Since the Great Recession began, the inadequacies of America’s social and economic security system have quickly showed up in the data. To begin with, the ranks of America’s poor have swollen by at least an additional 2.5 million; child poverty has climbed to 19 percent from 17.8 percent a few years earlier. One in eight Americans, including one in four children, is now on the food stamps because they are not eligible for unemployment compensation or any other social welfare program. Nearly 50 million Americans lack health insurance, and over 17 percent of households report that they have postponed or delaying seeking healthcare over the past year for financial reason.

As to the ownership society, for a period of time rising home prices and access to credit helped mask the effects of stagnating wages. But now the debt left in the wake of the housing crash, is dragging down millions of American families. As of October 2009, nearly one in four mortgages was underwater, meaning the mortgage holder owes more on the mortgage than the underlying home is worth; that number is expected to increase to 48 percent by 2011. Overall, American households have suffered a $12.6 trillion loss in household wealth, a significant portion in their homes and retirement accounts, and as a result, one in four Americans over 62 are putting off retirement because they cannot make ends meet.

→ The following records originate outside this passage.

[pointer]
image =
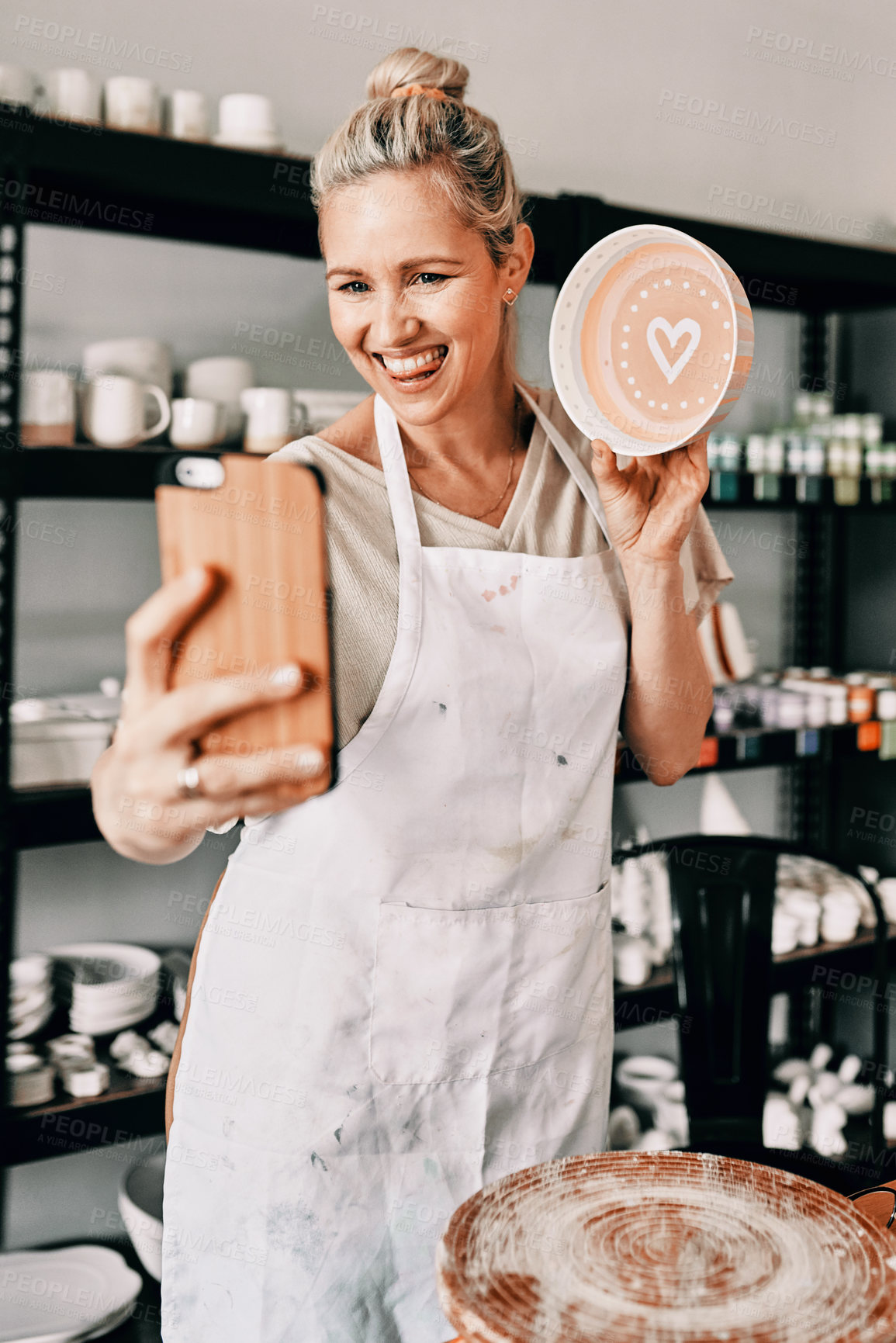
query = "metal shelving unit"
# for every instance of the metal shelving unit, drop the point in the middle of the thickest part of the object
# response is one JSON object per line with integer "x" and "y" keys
{"x": 141, "y": 185}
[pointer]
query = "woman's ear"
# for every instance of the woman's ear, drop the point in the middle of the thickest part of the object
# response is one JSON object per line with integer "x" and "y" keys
{"x": 519, "y": 261}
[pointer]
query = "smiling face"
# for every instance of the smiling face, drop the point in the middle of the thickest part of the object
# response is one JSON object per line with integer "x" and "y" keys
{"x": 414, "y": 296}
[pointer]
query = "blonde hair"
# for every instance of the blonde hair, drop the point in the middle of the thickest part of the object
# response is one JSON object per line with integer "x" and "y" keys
{"x": 458, "y": 147}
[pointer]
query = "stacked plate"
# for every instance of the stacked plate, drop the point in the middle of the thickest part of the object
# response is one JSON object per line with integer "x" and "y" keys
{"x": 105, "y": 985}
{"x": 61, "y": 1296}
{"x": 29, "y": 995}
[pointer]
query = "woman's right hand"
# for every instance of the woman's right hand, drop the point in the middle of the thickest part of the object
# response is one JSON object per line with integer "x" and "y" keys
{"x": 136, "y": 794}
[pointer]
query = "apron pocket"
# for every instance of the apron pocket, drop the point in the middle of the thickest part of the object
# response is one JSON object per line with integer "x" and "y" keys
{"x": 461, "y": 994}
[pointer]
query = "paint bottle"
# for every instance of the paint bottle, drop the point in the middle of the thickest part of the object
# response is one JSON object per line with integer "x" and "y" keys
{"x": 860, "y": 697}
{"x": 767, "y": 484}
{"x": 809, "y": 485}
{"x": 725, "y": 470}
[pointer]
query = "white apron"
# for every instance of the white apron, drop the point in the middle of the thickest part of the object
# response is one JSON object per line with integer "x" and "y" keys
{"x": 405, "y": 988}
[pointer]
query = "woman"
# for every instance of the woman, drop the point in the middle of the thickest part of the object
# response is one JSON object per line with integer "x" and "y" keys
{"x": 422, "y": 954}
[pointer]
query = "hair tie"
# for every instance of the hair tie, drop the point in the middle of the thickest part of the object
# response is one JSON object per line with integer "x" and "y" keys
{"x": 409, "y": 90}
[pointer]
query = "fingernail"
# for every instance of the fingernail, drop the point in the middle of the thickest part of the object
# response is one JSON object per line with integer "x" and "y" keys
{"x": 286, "y": 677}
{"x": 310, "y": 762}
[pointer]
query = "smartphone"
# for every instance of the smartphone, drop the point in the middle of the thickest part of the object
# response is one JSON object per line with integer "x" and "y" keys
{"x": 261, "y": 527}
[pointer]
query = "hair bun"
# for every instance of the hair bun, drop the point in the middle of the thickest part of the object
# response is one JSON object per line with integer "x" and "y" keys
{"x": 410, "y": 64}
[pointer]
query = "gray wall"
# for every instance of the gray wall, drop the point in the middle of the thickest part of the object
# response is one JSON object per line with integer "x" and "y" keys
{"x": 586, "y": 95}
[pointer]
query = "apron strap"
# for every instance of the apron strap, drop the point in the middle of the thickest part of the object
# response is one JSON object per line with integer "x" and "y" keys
{"x": 573, "y": 462}
{"x": 398, "y": 484}
{"x": 407, "y": 534}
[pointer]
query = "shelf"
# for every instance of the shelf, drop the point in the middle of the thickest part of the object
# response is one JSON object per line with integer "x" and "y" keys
{"x": 656, "y": 999}
{"x": 86, "y": 472}
{"x": 51, "y": 815}
{"x": 45, "y": 817}
{"x": 133, "y": 1107}
{"x": 150, "y": 185}
{"x": 130, "y": 473}
{"x": 739, "y": 489}
{"x": 752, "y": 749}
{"x": 778, "y": 270}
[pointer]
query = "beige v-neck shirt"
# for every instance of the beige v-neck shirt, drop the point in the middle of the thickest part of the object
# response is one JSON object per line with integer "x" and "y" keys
{"x": 547, "y": 516}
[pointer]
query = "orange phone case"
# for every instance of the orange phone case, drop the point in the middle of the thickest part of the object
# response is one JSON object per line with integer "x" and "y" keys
{"x": 262, "y": 531}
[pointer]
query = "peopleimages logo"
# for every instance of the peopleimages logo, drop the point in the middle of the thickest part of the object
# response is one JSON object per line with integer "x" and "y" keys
{"x": 730, "y": 119}
{"x": 826, "y": 53}
{"x": 730, "y": 202}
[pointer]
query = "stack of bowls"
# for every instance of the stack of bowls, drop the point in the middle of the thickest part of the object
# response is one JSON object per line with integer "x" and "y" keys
{"x": 106, "y": 985}
{"x": 29, "y": 995}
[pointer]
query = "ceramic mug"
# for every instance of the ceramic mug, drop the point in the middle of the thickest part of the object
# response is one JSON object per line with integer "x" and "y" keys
{"x": 132, "y": 104}
{"x": 272, "y": 418}
{"x": 18, "y": 86}
{"x": 143, "y": 358}
{"x": 316, "y": 410}
{"x": 247, "y": 119}
{"x": 222, "y": 378}
{"x": 71, "y": 95}
{"x": 196, "y": 422}
{"x": 115, "y": 411}
{"x": 47, "y": 411}
{"x": 187, "y": 115}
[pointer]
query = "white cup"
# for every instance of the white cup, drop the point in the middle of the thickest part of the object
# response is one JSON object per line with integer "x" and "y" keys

By contrast to this American picture, there has been little increase in poverty in the core EU countries, no precipitous drop in household wealth or income, little or no evidence of people having to forego health care for financial reasons, and little or no increase in the number of people who are putting off retirement for financial reasons. If one were not rich and one could choose where to experience an economic downturn as serious as the Great Recession, one would clearly choose Germany, the Netherlands, France, Belgium, Italy, or the Nordic members of the European Union, not the United States. The experience of working and middle class in other European economies of course has been more difficult but these economies do not have the same level of social welfare protections as do the richer core economies.

There are three reasons why the United States has done so much more poorly in cushioning the impact of the Great Recession on its working and middle class than has these core European Union economies. First, the American system of social and economic security revolves much more closely around employment—having a job—than does Europe’s. As is well known, health insurance in the United States is still largely employer based; if you lose your job, you most likely lose your health insurance as well. But so are other features of America’s social welfare system. As a result of the welfare reforms passed under the Clinton Administration, America’s principal welfare program—Temporary Assistance for Needy Families—is now linked to work requirements. Not surprisingly, the number of people accessing the program has scarcely expanded during the recession because employment itself has declined even as the number of poor has increased alarmingly.

Likewise, America’s main program for helping the working poor—the earned income tax credit—is dependent on being in work or having earned income. Individuals who can show they have earned income up to a certain level are eligible for a refundable tax credit to supplement their income; those who have not been employed and have no earned income are not. And what is true for America’s working poor is as true for America’s middle class.

Many of America’s most important social welfare state benefits relating to education, child care, home ownership, and retirement are delivered through the tax codes as deductions against income. This has created a social welfare state that heavily favors upper and middle income groups; indeed the majority of benefits now go to the top 20 percent not to those who need them most, creating in effect a two-tier welfare state. But that also means that as unemployment and underemployment rise and the incomes of those in the middle decline, so do their social benefits for education, child care and retirement. As a result, they can quickly find themselves pushed into the bottom tier of America’s social welfare system fighting for limited resources.